Creo que en mis círculos sociales ya estoy empezando a ser
conocida como el Grinch pero es que es comenzar noviembre y empiezo a ponerme
de mala leche ante la perspectiva de las fiestas navideñas. Iba a decir que eso
me pasa al empezar diciembre pero desde hace unos años ya se encargan los
centros comerciales de retirar los últimos dientes de vampiro y la última bolsa
de golosinas y empezar a recordarnos que vienen Papá Noel, los Reyes Magos, los
renos, los camellos y la madre que los trajo a todos. Las estanterías se llenan
de polvorones, mantecados, pasteles de gloria (creo que esto es lo único que
me gusta de las navidades; deberían vender pasteles de gloria todo el año), turrón
del duro, del blando y de ese con fruta escarchada que siempre se compra pero
al final nadie se come. Qué pesadez, madre.
Y os preguntaréis si no me pasa lo mismo con San Valentín o
con Halloween. Pues sí, me pasa pero son fiestas de las que puedo pasar más
fácilmente. Por ejemplo, en mi casa San Valentín no lo hemos celebrado en la vida.
Si nos apetece regalarnos algo así porque sí, lo hacemos y si nos da por ir a
cenar, pues también. San Valentín es algo que puedes ignorar y que ni te vaya
ni te venga la historia.
Con Halloween pasa algo parecido. Si no lo quiero celebrar,
pues no lo celebro y ya. Si surge algún plan divertido como el que os conté
este año (y que podéis leer aquí)pues me apunto, porque para hacer el chorra no hay horario ni fecha en el
calendario.
Pero la Navidad es distinta. Hay una convención social que
te empuja a participar de la vorágine festiva aunque no quieras.
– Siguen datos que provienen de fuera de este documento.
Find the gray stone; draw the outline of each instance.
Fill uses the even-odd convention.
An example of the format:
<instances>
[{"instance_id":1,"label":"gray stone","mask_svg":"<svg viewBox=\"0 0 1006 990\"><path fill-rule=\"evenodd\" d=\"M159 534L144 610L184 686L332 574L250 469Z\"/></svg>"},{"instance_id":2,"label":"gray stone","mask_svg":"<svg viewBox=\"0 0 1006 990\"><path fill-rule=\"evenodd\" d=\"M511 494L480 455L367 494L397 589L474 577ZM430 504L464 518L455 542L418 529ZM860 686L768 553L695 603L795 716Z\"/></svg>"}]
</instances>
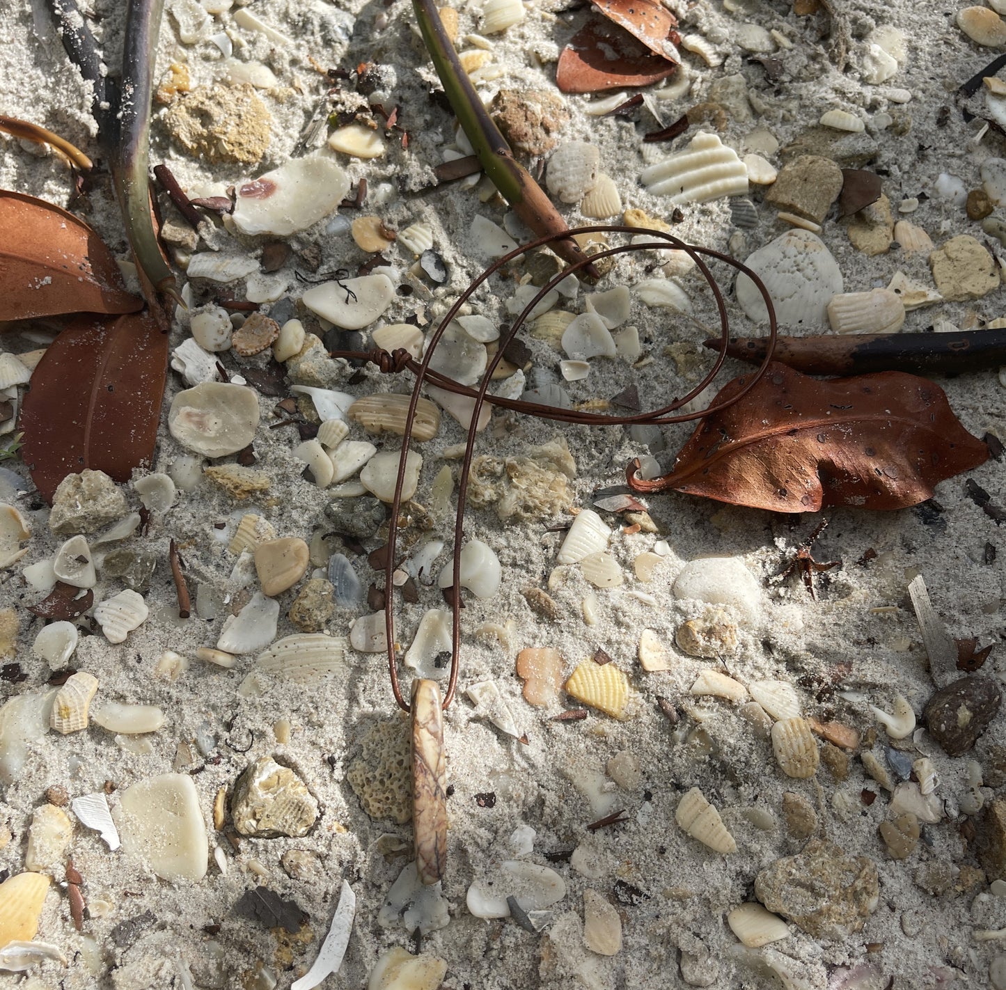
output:
<instances>
[{"instance_id":1,"label":"gray stone","mask_svg":"<svg viewBox=\"0 0 1006 990\"><path fill-rule=\"evenodd\" d=\"M815 938L847 939L859 932L880 896L877 867L813 839L796 856L777 859L754 879L754 895Z\"/></svg>"},{"instance_id":2,"label":"gray stone","mask_svg":"<svg viewBox=\"0 0 1006 990\"><path fill-rule=\"evenodd\" d=\"M52 496L49 528L63 536L94 533L128 512L126 496L104 471L85 470L59 482Z\"/></svg>"}]
</instances>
Las comidas o
cenas con los compañeros de trabajo, las quedadas con los amigos, otro tipo de
compromisos sociales que no tienes ni idea de dónde han salido… Y si dices que
no vas, quedas como una borde antisocial que no se relaciona con sus
compañeros/amigos/gente que conoces por diferentes circunstancias de la vida. Y
la lotería. Que esa es otra. En mi trabajo toca comprar el décimo de Barcelona,
el de Madrid, la participación del sindicato… Que claro, puedes optar por no
comprar nada pero ¿y si toca y te quedas con cara de boba? ¿O si compro sólo
uno de los décimos y resulta que toca el otro? Pues la misma cara de boba. Así que
al final cedes y compras. Y, al menos a mí, de momento no me ha tocado más que
un reintegro allá por el 2010, que terminé invirtiendo en la Lotería del Niño por
si acaso mi fortuna estaba ahí pero no, tampoco. No sé yo si esto compensa.
Y antes por lo menos en Nochevieja me iba de fiestuqui con
mis amigos pero desde que todos son padres pues ya no, claro.
Un sacacuartos, es lo que son las fiestas. Hasta el gorro navideño estoy ya.